Julia had no intention of going anywhere else. She pushed down the hood
on her thermal coat and stuffed the scarf and gloves in the pocket since
it was much less cold in the tunnel and followed Chrístõ’s
footsteps carefully. She, too, looked at the walls that closed in around
her. There was just enough headroom for Chrístõ to walk
upright at his full six-foot-one height. She was better off with her shorter
stature. It felt less oppressive.
“Do you think this tunnel is man-made?” she asked. “Or…
Malvorian-made, anyway. It seems a very uniform height and width and it
doesn’t look natural like the cave systems we’ve seen elsewhere.”
“You’re right,” Chrístõ agreed. “This
was cut with very precise tools that left no obvious marks like pickaxes
would. Something sonic, I imagine.”
“Like a sonic screwdriver?”
“Like a sonic disintegrator, more like. But not one that used heat.
There’s no sign of igneous metamorphosis in the rock surface.”
Julia giggled.
“What?”
“Anyone else would say that the walls would be shiny if heat was
applied. You use words like ‘igneous metamorphosis’.”
“Yes. That’s the correct term for rock that has been exposed
to intense heat.”
“And yet you still call my floor routines ‘fancy cartwheels’,
even after six weeks at the Olympics.”
“I love watching you do those things. I don’t really care
what they’re called. By the way, have you noticed how our voices
don’t echo? These rocks are absorbing the sound – which they
wouldn’t do if the surface was ‘shiny’ from igneous
metamorphosis.”
Julia giggled again.
“I can hear another noise, though,” she pointed out “Listen,
can you hear?”
“Singing,” Chrístõ noted. “Garrick is
singing a Gallifreyan nursery rhyme. Humphrey is joining in.”
“That means that they’re both ok, and they’re not very
far away.”
“Yes, thank Rassilon for that.” Chrístõ moved
a little faster, spurred on by the sound of his half-brother’s voice.
He was aware that the tunnel was becoming lighter, and was not entirely
surprised when it widened out into a cavern that was lit by a form of
phosphorescence in the walls and the high ceiling where stalactites had
formed in fantastic arrangements.
Garrick was sitting on the rock floor with Humphrey by his side. A ring
of darkness surrounded him. Humphrey had found some of his own kind. The
boy and the boggart were singing to them and by the low purring sound
coming from them they appreciated the performance.
Chrístõ held onto Julia’s hand and waited for the
song to come to an end before he approached. Garrick waved and smiled
brightly. Humphrey bowled around enthusiastically.
“Frie…nds,” he said.
“Humphrey’s people are here,” Garrick added.
“So I see.
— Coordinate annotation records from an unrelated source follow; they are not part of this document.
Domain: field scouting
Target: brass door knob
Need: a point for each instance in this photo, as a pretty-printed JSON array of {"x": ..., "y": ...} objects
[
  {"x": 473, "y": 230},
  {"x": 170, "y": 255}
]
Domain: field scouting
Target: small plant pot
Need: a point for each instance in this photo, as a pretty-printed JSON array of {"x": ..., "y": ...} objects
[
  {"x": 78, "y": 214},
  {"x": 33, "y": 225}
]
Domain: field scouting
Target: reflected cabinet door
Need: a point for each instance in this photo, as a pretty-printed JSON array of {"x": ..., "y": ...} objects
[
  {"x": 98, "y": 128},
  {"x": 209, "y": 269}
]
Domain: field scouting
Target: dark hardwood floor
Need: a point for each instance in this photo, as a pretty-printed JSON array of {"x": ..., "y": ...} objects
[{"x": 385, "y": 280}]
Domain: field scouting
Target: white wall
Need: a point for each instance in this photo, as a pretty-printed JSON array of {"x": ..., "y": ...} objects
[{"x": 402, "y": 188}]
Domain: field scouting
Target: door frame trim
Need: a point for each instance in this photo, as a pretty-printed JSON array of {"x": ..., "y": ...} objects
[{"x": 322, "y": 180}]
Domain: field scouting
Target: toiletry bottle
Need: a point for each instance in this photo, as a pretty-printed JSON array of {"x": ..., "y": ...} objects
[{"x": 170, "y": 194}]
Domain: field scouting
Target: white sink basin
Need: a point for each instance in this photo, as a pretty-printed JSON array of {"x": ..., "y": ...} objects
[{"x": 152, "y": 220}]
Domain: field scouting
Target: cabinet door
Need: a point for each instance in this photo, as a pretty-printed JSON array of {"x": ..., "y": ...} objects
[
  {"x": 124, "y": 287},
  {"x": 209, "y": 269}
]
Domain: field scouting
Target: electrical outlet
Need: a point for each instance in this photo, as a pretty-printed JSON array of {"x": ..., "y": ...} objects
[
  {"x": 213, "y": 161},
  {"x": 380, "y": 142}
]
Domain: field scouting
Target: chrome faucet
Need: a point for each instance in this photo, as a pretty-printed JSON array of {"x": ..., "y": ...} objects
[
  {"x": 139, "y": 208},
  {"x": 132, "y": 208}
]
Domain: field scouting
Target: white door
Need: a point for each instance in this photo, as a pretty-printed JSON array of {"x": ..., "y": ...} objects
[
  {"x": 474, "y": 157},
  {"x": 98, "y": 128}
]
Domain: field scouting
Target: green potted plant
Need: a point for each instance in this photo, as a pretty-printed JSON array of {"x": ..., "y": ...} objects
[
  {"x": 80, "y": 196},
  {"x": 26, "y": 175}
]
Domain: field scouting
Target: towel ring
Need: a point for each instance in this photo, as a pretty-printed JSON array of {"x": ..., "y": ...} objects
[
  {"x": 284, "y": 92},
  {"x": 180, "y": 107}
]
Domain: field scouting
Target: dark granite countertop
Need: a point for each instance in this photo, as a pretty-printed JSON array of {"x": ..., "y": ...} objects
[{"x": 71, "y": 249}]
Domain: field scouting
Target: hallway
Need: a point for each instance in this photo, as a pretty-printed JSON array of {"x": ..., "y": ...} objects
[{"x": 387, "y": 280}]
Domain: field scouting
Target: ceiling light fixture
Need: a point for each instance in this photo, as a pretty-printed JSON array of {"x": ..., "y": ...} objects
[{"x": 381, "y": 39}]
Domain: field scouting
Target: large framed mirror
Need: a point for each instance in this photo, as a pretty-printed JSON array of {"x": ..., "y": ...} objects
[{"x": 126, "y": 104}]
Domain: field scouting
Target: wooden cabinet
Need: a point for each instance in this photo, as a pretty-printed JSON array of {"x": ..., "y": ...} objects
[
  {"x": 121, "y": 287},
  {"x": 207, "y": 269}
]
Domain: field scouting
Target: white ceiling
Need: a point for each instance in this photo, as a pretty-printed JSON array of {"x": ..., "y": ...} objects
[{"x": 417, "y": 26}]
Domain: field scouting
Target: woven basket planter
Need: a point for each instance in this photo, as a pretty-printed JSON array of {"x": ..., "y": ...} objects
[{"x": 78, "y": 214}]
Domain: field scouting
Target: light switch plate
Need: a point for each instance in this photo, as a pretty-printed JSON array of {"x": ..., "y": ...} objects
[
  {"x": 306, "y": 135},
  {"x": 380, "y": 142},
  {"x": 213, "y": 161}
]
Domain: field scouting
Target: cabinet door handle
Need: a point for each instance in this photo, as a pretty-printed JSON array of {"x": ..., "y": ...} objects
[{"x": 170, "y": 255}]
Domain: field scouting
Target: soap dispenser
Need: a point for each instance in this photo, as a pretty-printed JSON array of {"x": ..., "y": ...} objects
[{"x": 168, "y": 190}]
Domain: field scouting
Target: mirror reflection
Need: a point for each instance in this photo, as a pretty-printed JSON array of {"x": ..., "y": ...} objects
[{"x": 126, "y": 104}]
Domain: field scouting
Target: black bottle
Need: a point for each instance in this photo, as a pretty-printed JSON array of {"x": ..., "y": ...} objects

I’m very pleased to meet them. But you shouldn’t
have gone looking for them on your own. I was worried about you.”
Garrick’s smile faded, but Chrístõ couldn’t
feel cross with him. He hugged him fondly.
“Just don’t do that again. I don’t want to lose you
in a mountain. Anyway, it’s time for lunch and this seems a good
enough place for it. Nice and warm and pleasant local company. Who’s
up for rehydrated ham with cheddar cheese and salad?”
“Did you know there was a place like this in the mountain?”
Julia asked as Chrístõ sorted out their foil packed food.
“You’ve been to Malvoria before, haven’t you?”
“I didn’t see anything like this when I came as a student.
We mostly stayed near the monastery except for a couple of treks up to
the high cave meditation spots. Of course, I wouldn’t have been
allowed to explore on my own. I was only a hundred and sixty when I came
here.”
“It’s beautiful. And it has its own boggart population.”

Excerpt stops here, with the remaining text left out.